7. Remove the overlying tissue and clean the ligaments of the plantar surface of the foot. (View images: N 523, 524A, 524B, 525, 527, 528, 535, 536, TG 3-40, 3-41, 3-51, 3-52, 3-60A, 3-60B, 3-61A, 3-61B, 3-61C)
Remove the muscles of the foot to expose the long plantar, the short plantar, and the plantar calcaneonavicular (spring) ligaments. Cut through the long plantar ligament and trace the fibularis longus tendon to its insertion. Cut through the plantar calcaneonavicular ligament to expose the head of the talus. Observe how the arches of the foot are formed. What is the function of the plantar ligaments dissected?

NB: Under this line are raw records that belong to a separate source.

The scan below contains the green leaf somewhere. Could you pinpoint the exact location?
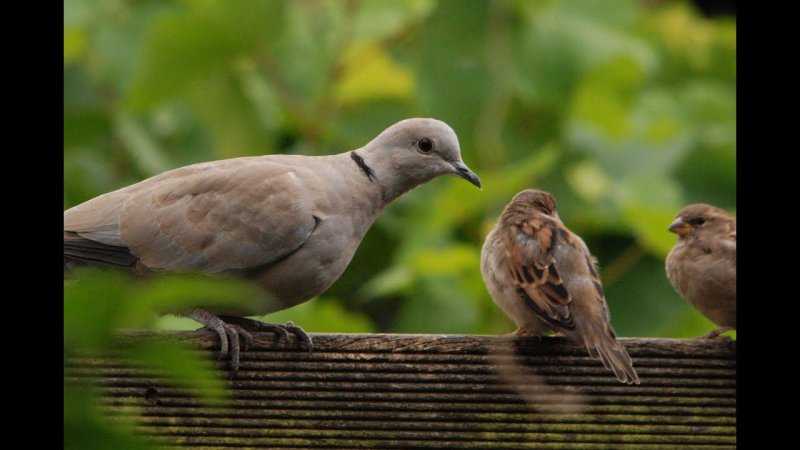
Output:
[257,297,376,333]
[128,0,285,108]
[333,42,414,105]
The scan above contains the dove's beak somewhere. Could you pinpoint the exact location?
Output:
[450,161,481,188]
[667,217,692,236]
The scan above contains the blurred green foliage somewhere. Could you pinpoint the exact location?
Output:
[64,0,736,449]
[64,0,736,348]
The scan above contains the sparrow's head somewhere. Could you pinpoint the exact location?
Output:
[511,189,558,217]
[668,203,736,238]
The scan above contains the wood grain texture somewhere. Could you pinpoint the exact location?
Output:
[65,331,736,449]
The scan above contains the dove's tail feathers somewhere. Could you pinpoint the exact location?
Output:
[583,324,639,384]
[64,231,138,271]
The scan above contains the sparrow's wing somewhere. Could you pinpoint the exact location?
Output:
[504,213,575,329]
[64,161,319,273]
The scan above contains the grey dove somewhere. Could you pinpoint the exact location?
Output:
[64,119,481,373]
[481,189,639,384]
[666,203,736,339]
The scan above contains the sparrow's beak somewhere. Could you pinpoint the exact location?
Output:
[667,217,692,236]
[450,161,481,188]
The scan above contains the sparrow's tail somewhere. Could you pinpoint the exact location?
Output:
[581,323,639,384]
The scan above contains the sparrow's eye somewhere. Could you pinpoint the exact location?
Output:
[417,138,433,153]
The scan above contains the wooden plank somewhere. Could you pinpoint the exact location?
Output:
[65,331,736,449]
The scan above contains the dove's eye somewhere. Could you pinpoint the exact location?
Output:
[417,138,433,153]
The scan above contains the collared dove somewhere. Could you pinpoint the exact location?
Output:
[665,203,736,339]
[481,189,639,384]
[64,119,481,374]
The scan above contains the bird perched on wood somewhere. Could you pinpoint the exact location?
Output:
[666,203,736,338]
[481,189,639,384]
[64,119,481,373]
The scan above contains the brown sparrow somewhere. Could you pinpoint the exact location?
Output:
[481,189,639,384]
[666,203,736,338]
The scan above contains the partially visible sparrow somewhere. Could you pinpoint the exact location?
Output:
[666,203,736,338]
[481,189,639,384]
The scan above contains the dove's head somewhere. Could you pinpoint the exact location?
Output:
[356,119,481,198]
[502,189,561,224]
[668,203,736,238]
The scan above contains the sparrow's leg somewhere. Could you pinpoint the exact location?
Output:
[698,327,733,339]
[219,316,314,352]
[186,309,253,378]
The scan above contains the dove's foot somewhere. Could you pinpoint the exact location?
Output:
[220,316,314,352]
[186,309,253,378]
[698,327,733,339]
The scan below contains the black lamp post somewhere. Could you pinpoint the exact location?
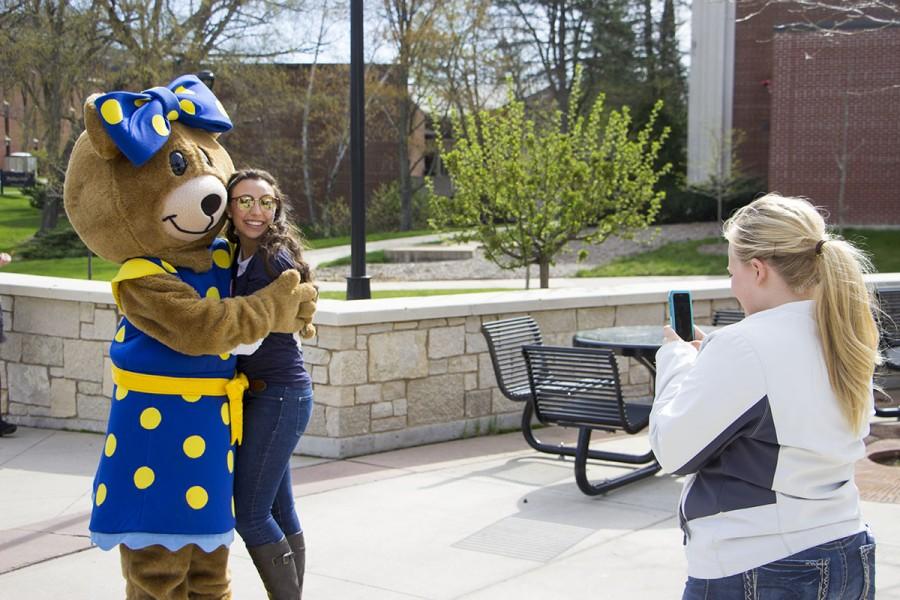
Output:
[347,0,372,300]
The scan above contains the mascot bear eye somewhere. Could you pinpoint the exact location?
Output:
[169,151,187,177]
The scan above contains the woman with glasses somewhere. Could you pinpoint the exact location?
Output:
[226,169,315,600]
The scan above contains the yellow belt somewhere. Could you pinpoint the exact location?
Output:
[112,365,250,444]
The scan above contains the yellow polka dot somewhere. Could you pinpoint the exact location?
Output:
[94,483,107,506]
[151,115,169,137]
[216,99,228,118]
[184,485,209,510]
[213,248,231,269]
[141,406,162,429]
[103,434,118,457]
[100,98,123,125]
[181,435,206,458]
[134,467,156,490]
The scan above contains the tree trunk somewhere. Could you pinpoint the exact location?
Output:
[538,256,550,289]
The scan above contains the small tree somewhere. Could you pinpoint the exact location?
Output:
[431,78,670,288]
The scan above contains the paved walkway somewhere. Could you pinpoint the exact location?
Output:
[0,428,900,600]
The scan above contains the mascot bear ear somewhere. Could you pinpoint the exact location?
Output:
[84,94,120,160]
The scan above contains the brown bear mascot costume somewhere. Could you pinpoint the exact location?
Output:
[65,75,317,600]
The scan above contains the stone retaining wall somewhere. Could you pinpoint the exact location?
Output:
[0,275,900,457]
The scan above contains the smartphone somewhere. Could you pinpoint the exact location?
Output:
[669,290,694,342]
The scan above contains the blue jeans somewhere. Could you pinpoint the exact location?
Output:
[682,531,875,600]
[234,385,312,548]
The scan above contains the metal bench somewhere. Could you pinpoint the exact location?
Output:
[713,308,744,327]
[875,285,900,419]
[522,344,660,496]
[481,316,616,458]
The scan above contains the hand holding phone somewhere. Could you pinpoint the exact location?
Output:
[669,290,694,342]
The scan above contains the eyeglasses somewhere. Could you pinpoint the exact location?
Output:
[233,194,278,212]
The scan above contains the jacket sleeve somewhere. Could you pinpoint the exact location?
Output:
[650,331,766,475]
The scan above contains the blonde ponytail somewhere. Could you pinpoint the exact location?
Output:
[724,194,881,432]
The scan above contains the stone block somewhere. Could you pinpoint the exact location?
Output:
[63,340,107,381]
[381,381,406,400]
[356,383,384,406]
[447,354,478,373]
[428,325,466,358]
[428,358,447,375]
[325,405,370,437]
[372,402,394,421]
[0,332,22,362]
[328,350,368,385]
[78,381,103,396]
[466,333,488,354]
[303,345,331,365]
[76,394,111,421]
[372,417,406,433]
[466,390,492,417]
[309,365,328,383]
[575,306,616,329]
[478,354,497,390]
[356,323,394,335]
[6,363,50,409]
[22,334,63,367]
[406,374,465,426]
[369,330,428,382]
[12,296,81,338]
[81,310,119,341]
[616,303,666,327]
[50,378,77,418]
[78,302,94,323]
[314,385,354,407]
[316,325,356,350]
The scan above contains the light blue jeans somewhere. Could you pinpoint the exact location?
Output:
[234,385,313,548]
[682,531,875,600]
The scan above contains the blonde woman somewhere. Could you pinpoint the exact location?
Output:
[650,194,880,599]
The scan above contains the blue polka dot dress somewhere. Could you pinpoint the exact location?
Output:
[90,240,235,552]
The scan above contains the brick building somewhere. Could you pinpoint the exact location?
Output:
[688,0,900,226]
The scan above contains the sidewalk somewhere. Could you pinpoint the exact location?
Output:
[0,428,900,600]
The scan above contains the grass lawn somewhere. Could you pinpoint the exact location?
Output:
[577,229,900,277]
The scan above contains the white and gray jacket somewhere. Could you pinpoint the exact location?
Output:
[650,301,868,579]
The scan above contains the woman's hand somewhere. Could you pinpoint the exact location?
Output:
[663,325,706,350]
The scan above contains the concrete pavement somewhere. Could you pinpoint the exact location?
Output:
[0,428,900,600]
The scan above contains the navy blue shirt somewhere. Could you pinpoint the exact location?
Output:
[234,249,311,386]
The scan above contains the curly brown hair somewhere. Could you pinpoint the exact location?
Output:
[225,169,313,282]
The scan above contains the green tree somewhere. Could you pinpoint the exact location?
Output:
[431,75,670,288]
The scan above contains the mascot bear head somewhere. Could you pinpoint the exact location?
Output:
[64,75,234,271]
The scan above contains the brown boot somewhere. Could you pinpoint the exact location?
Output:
[247,538,300,600]
[288,531,306,597]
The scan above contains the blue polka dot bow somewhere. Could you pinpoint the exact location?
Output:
[95,75,231,167]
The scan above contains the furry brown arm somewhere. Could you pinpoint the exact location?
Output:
[119,270,317,356]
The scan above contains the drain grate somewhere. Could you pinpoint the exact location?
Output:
[453,517,594,562]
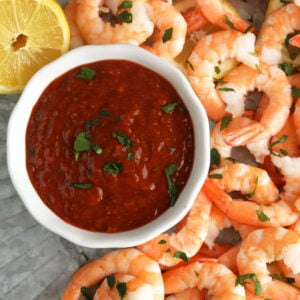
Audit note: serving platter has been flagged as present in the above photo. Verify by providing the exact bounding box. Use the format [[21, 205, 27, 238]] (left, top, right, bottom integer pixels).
[[0, 0, 267, 300]]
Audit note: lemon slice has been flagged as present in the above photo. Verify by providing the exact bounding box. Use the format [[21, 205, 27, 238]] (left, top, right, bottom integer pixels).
[[0, 0, 70, 94]]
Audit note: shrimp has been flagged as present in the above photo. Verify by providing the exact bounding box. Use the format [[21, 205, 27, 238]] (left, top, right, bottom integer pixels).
[[62, 248, 164, 300], [163, 262, 246, 300], [186, 30, 258, 121], [137, 191, 212, 266], [209, 163, 279, 204], [218, 64, 293, 146], [196, 0, 252, 32], [210, 117, 269, 167], [218, 244, 240, 274], [256, 3, 300, 65], [141, 0, 187, 60], [288, 73, 300, 146], [271, 155, 300, 212], [237, 227, 300, 300], [271, 113, 300, 157], [203, 179, 299, 227], [93, 274, 153, 300], [64, 0, 86, 49], [183, 9, 208, 35], [205, 205, 232, 249], [76, 0, 154, 46]]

Observe the subtalar articulation. What are its actions? What is the tarsal sinus? What is the interosseous talocalcaneal ligament? Now examine the transverse tarsal joint. What are its two parts and its actions? Observe strengthening by the bifurcate ligament on the dorsum of the foot. Organize the structure of the foot, its arches and its major articulations. What are the actions of the foot?